I took a minute to think and told them that this wouldn't work. I told them that they had lost trust in their chief network engineer and that they had no choice but to replace him. Disciplining him and then putting him back on the network was just asking for trouble, I told them.
To their credit, they listened to me, and so instead of sitting in on a disciplinary meeting I assisted them in prepping to change all his passwords while he was in a dismissal meeting (to avoid just such a problem as we see in this article.)
That's when the fun began. It turned out that he had set up a hot backup of all the primary systems. Over T1 lines. To his apartment. He had half a dozen primary backup servers in his apartment.
So that involved a lot of effort and negotiation but he cooperated and we pulled all those systems back and finally wrapped things up with him, or so I thought.
About six months later the bank calls me again - they think they have a hacker.

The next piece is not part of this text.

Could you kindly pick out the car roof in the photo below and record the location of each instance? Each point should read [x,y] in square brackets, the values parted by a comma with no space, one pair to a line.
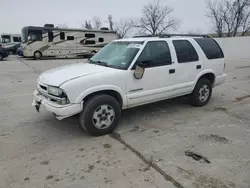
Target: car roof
[142,39]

The systems are suffering all these weird errors, especially mid-day. I'd seen behavior like this before and figured it was a problem in network communications. Finally I figured out the problem...
When we had dismissed the network engineer we had changed his passwords and done all that stuff. But what we HADN'T done was contacted the ISP and taken the engineer's name off the list of people authorized to make changes. And so six months after he was let go the network engineer had called up, voice, and asked the ISP engineers with whom he was familiar to have the bank's network bandwidth reduced to 56k. He didn't terminate it, that would have been noticed immediately. Instead, he reduced it to the minimum connection available while remaining in service.
The bank didn't take any action against him, but I added that note to my list of things to change when terminating trusted personnel.